From this, we can determine that the original memory shrink was not aggressive enough, and there are other consumers which are still allocating memory. Note that the memory pressure is now “High.” However, note that the audited memory has actually been reduced from the previous iteration. In general, the reason why this happens is that there are memory allocations that happen outside of the areas which are strictly controlled and audited (remember the CLR shares a single global heap for all code running in all appdomains). Since we are in a high pressure state, in addition to requesting the large consumers to reduce memory usage, we will also instruct all memory consumers to freeze their current allocation so they do not grow larger.
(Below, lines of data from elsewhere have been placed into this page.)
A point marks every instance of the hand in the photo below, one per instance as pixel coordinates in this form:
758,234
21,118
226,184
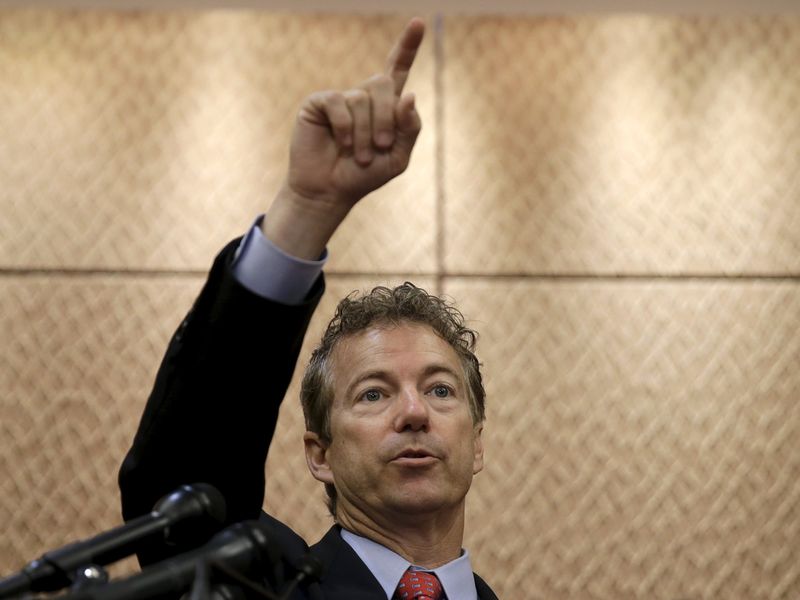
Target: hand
345,145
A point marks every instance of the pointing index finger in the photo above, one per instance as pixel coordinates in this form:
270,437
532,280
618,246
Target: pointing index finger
400,59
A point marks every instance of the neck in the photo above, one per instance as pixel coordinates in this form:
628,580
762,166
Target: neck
425,540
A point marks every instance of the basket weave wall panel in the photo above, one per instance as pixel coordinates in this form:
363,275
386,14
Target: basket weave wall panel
622,145
642,439
293,495
147,140
78,355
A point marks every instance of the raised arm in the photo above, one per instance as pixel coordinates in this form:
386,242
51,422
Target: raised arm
212,412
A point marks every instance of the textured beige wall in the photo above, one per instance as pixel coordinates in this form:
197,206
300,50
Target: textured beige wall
614,201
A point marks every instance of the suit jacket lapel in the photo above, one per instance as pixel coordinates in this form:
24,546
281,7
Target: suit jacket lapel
344,574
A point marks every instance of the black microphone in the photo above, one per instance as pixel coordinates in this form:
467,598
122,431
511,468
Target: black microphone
244,550
196,510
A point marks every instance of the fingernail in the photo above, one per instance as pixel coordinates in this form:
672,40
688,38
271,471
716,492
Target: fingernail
384,139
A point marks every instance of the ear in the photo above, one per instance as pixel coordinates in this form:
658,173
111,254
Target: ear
477,444
317,457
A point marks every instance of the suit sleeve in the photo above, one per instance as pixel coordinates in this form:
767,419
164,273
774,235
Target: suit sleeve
212,412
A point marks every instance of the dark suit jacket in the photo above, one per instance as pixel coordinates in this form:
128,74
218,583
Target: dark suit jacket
212,414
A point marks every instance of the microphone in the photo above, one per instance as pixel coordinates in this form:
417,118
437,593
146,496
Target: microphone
239,550
189,511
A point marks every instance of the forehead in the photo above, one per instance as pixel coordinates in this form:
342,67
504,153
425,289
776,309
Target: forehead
394,348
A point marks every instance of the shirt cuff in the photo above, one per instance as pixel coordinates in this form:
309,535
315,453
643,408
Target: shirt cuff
266,270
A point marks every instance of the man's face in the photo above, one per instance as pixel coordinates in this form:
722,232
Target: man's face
402,436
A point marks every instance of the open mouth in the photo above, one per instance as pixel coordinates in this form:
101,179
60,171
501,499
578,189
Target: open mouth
415,458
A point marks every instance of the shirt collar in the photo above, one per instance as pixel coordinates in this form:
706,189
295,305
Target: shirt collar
388,567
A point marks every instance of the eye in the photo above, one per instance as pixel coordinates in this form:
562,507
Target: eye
372,395
441,391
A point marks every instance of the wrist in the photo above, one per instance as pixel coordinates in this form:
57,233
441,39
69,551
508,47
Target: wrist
301,225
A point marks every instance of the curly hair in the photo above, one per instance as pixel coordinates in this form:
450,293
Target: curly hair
405,303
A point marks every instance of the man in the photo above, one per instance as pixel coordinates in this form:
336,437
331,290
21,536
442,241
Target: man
393,397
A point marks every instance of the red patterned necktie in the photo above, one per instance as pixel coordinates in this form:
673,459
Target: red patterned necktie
418,585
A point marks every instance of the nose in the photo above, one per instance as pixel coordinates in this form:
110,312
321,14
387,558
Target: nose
412,412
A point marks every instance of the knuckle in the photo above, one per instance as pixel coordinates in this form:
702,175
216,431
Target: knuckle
356,97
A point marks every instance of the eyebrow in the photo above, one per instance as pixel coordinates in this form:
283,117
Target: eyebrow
385,375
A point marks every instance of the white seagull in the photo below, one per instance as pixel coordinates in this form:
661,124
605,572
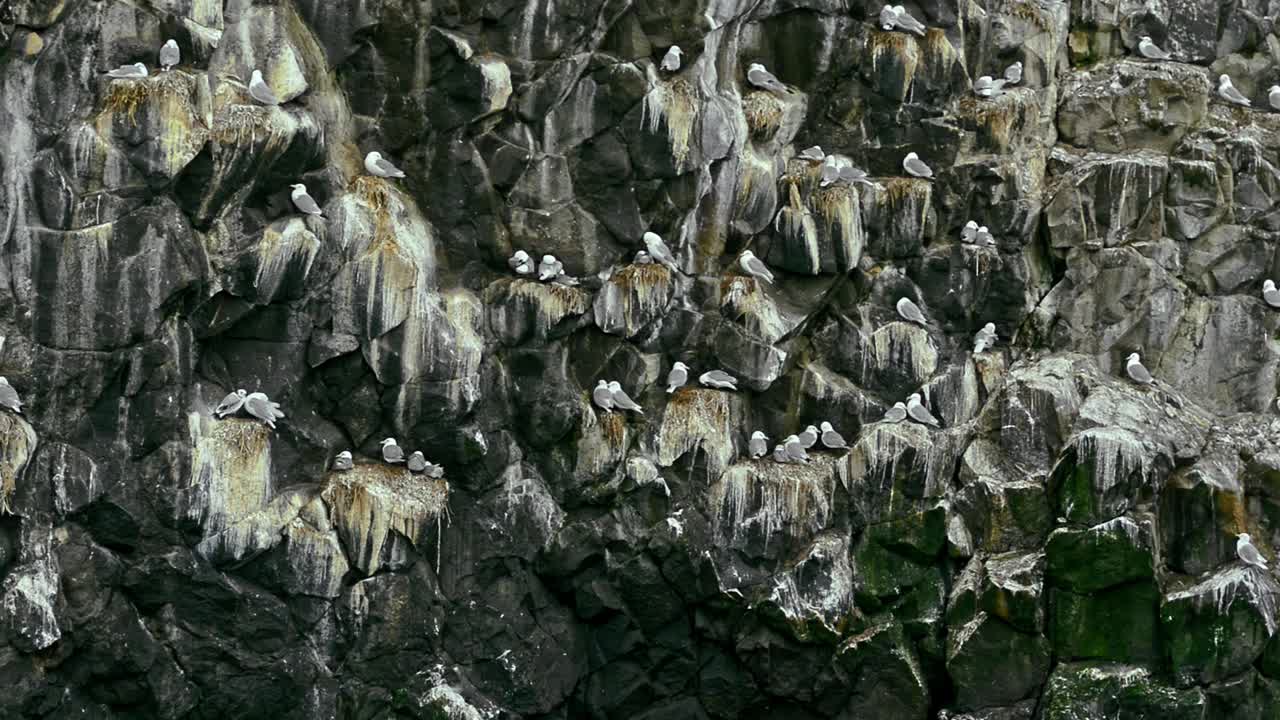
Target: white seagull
260,91
919,413
1247,551
169,54
754,267
304,201
392,452
677,377
376,165
1226,91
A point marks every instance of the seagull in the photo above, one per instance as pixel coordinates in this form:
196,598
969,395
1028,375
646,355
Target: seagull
231,404
754,267
718,379
259,406
521,263
659,251
915,167
260,91
763,78
1014,73
909,22
129,72
813,154
1270,294
304,201
417,461
910,311
1150,50
621,400
392,452
603,396
169,54
376,165
1137,372
809,437
831,440
671,60
1248,552
9,397
677,377
1226,91
795,450
342,461
549,268
984,338
895,414
919,413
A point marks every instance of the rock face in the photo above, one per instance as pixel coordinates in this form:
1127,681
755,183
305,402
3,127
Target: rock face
1063,546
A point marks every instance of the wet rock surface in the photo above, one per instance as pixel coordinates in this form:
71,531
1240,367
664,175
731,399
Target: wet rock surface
1061,547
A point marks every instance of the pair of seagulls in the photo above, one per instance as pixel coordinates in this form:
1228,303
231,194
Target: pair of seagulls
256,404
895,17
988,87
795,447
717,379
169,57
609,396
393,454
374,164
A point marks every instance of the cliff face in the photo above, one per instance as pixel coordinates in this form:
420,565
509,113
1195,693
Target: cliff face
1063,547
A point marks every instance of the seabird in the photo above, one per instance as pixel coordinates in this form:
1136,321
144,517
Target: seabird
304,201
1226,91
831,440
603,396
677,377
754,267
1248,552
417,461
129,72
260,91
169,54
895,414
231,404
1270,294
9,397
1014,73
392,452
343,461
915,167
549,268
809,437
910,311
763,78
1150,50
813,154
671,60
919,413
376,165
259,406
659,251
1137,372
718,379
521,263
984,340
795,450
621,400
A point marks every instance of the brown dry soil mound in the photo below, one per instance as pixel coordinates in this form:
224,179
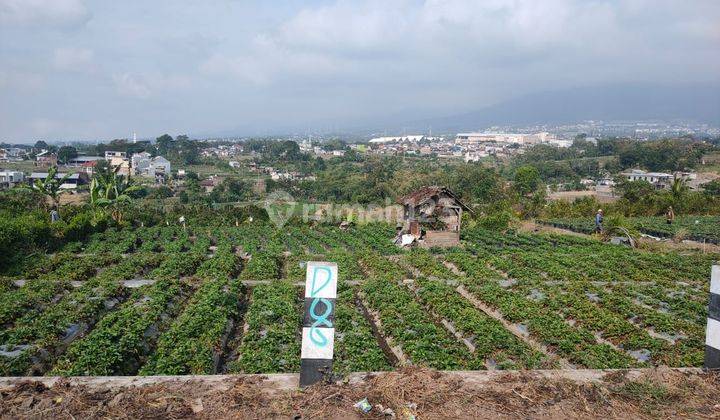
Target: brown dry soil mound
658,393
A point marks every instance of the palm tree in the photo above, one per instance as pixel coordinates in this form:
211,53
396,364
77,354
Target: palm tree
50,186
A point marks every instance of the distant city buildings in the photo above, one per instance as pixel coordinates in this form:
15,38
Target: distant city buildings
660,180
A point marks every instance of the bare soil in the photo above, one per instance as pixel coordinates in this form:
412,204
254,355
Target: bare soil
426,394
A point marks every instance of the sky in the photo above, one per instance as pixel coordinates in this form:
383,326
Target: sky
99,70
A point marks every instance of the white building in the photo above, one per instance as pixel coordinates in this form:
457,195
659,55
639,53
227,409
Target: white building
11,178
144,165
397,139
70,183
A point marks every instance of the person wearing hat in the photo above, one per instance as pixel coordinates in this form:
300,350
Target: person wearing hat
598,221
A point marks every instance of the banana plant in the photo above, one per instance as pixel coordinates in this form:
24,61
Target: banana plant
109,190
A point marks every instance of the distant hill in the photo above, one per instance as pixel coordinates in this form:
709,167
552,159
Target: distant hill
607,103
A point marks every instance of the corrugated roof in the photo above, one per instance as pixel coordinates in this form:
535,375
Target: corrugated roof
425,193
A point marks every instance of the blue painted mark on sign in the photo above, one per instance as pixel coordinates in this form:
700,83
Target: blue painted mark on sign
313,290
316,335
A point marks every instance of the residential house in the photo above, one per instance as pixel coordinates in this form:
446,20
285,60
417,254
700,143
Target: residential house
119,161
10,178
432,215
11,154
45,159
144,165
71,183
660,180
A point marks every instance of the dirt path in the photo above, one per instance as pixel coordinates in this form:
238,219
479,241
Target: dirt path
643,243
426,394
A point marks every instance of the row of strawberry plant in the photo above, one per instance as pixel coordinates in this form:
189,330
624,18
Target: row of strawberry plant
45,335
407,322
39,293
492,341
271,342
578,345
121,341
194,342
356,349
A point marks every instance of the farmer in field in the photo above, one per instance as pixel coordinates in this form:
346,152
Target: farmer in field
670,215
598,221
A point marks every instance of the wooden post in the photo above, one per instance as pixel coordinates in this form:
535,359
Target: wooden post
318,335
712,333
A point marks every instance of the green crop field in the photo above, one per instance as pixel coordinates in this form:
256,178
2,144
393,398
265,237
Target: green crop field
226,300
698,228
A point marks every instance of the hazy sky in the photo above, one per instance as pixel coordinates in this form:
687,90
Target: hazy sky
75,69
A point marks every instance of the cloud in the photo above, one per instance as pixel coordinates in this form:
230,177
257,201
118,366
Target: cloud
21,80
266,61
131,85
341,60
74,59
53,13
143,86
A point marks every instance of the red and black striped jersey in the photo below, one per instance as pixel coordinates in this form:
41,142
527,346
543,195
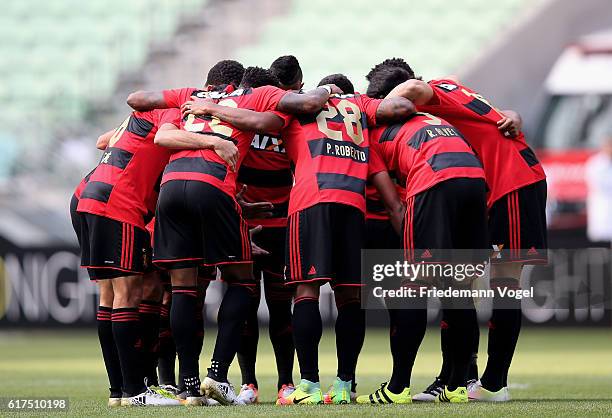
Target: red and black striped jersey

As time passes, the processing and rendering engines continue to work on the report, the log shows additional memory shrink notifications which I am not going to duplicate here. The majority of them look like this:
appdomainmanager!ReportServer_0-2!aec!03/11/2008-16:56:50:: v VERBOSE: Skipping shrink request for appdomain (ReportServer_0-2-128497526482384832) because no memory consuming requests have been added.
Indicating that we are not taking additional action because we have detected that no additional requests have been added to the system. Internally, we use a time based heuristic here to basically bail out of the shrink notification early if we believe that we are not going to do any productive activity.
Eventually, about 30 seconds after starting execution of the report, we finish rendering it, and the following line is output to the log file:
webserver!ReportServer_0-2!9d0!03/11/2008-16:56:52:: i INFO: Processed report. Report=’/homeadvisor_rowparameters’, Stream=”
Ok, well hopefully that has given a little bit of insight into the system that we are using, and shows how you can examine the log file to get some details into the decisions that are happening.